Ask a Question

Is the common cold dangerous for seniors?

I'm 72 and every time I get so much as a sniffle my family freaks out and demands that I see a doctor. Of course the doctor can't do anything and I'm sure they think I'm a hypochondriac. I'm healthy and still active socially. I get my flu shot every year but I don't know how to reassure my family that I've had more colds than all of them combined and have survived all of them.
Status: Open    Mar 07, 2015 - 10:06 PM

Senior Health & Nutrition

Do you have the same question? Follow this Question

1 answer

Expert Answers

Sep 21, 2015 - 10:14 AM

Seniors are at a greater risk to develop complications from a cold, however if they are in good health, they usually don’t have to worry.

Seniors and other age groups, who have conditions, such as a chronic disease or are on medications that compromise their immune system, do need to avoid getting a cold. In other words, they need to avoid crowds and people who have a cold or flu. People who know that they have a cold or flu need to stay away from people who are at risk. In fact they too should stay away from groups. Stay home, if you have a fever.

You are right: the doctor is not going to be able to treat a cold because it is a virus. Overuse of antibiotics has lead to our current problem of antibiotic resistant organisms. Additionally, You also might have shared your germs with some people in the doctor’s waiting room.
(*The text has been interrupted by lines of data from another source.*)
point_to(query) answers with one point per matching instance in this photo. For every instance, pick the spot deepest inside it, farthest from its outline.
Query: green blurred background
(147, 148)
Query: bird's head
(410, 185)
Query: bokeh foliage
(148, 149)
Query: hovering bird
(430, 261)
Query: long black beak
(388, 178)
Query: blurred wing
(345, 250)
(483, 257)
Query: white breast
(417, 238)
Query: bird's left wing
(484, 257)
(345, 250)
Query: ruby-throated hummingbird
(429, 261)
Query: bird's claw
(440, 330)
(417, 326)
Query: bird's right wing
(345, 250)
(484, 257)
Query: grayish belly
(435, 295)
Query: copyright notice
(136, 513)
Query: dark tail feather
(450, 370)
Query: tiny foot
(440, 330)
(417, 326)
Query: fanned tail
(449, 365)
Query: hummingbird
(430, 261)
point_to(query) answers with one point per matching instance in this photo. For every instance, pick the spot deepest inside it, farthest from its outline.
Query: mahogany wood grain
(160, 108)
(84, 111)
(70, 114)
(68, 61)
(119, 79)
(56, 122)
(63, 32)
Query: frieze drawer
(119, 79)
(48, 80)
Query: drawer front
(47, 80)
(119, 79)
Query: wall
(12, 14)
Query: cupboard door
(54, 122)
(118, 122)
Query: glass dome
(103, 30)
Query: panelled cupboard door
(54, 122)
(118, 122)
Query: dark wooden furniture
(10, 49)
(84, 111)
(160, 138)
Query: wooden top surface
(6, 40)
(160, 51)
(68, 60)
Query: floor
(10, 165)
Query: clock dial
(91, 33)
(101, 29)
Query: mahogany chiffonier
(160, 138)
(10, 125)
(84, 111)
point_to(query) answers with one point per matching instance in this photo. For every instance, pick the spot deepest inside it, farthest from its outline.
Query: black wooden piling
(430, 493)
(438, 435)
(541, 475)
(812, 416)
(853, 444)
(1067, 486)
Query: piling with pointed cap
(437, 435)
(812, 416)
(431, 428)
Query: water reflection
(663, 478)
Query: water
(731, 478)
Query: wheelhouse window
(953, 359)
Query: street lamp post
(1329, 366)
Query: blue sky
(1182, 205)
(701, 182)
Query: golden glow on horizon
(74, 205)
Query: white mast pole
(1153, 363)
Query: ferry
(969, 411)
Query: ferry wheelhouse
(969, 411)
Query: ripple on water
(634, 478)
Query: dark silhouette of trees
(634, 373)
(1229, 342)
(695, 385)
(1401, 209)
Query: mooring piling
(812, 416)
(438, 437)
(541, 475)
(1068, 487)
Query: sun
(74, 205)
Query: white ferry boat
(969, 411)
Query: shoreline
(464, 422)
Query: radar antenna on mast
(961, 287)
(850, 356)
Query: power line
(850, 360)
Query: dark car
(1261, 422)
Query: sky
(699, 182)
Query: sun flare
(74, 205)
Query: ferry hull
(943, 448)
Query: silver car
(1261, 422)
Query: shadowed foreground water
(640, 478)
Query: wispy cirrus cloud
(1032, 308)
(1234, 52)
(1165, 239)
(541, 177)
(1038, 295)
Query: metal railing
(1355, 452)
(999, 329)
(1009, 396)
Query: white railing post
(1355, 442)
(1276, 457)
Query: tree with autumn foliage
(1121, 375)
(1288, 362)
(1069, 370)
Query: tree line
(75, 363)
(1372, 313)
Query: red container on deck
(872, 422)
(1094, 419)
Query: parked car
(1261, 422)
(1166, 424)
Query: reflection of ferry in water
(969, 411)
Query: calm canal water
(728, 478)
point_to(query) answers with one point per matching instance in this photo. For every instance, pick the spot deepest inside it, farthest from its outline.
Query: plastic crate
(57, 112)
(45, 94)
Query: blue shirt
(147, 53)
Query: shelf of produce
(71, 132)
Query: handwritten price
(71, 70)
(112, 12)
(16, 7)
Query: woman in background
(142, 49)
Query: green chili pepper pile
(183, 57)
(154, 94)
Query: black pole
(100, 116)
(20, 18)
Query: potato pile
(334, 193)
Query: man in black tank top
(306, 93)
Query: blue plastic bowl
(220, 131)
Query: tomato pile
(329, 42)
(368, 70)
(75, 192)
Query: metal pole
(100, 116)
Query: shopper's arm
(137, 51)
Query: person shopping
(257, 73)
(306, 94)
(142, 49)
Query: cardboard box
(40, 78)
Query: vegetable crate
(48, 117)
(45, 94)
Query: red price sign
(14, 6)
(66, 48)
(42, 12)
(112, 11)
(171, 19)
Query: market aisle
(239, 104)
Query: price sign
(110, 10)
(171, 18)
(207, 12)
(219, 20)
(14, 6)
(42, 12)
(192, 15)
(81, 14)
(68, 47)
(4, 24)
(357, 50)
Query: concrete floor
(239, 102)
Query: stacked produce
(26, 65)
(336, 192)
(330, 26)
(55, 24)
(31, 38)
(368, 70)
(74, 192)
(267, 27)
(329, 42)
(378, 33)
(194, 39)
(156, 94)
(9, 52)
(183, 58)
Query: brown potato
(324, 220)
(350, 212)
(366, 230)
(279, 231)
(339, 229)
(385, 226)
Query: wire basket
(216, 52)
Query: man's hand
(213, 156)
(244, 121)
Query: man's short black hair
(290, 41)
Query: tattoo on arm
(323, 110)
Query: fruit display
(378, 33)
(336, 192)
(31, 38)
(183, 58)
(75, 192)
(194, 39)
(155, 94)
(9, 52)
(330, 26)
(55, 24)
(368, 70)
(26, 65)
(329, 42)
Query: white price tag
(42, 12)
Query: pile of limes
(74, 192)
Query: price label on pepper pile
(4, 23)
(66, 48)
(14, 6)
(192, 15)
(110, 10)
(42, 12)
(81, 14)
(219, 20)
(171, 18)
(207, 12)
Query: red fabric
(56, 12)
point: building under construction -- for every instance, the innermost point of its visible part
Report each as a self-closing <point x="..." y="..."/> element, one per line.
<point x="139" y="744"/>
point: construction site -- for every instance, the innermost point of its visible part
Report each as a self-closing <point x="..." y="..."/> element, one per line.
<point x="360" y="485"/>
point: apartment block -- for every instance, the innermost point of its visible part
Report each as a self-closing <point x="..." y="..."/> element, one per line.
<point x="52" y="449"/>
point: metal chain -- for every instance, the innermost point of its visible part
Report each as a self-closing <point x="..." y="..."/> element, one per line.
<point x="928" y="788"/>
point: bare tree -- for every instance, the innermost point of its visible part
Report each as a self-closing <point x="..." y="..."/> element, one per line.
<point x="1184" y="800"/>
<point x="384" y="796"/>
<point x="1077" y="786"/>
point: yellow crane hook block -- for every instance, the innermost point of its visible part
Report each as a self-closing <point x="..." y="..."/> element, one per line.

If your cold or cough is not getting better after 10 or more days. which includes if you continue to run a fever or have chest discomfort, you should see a doctor. Pneumonia is one of the complications that you could develop, which can be treated. It is good that you have an annual flu shot. You also might want to have the pneumonia vaccine, every 5 years.

Keep up the good work with staying healthy and active.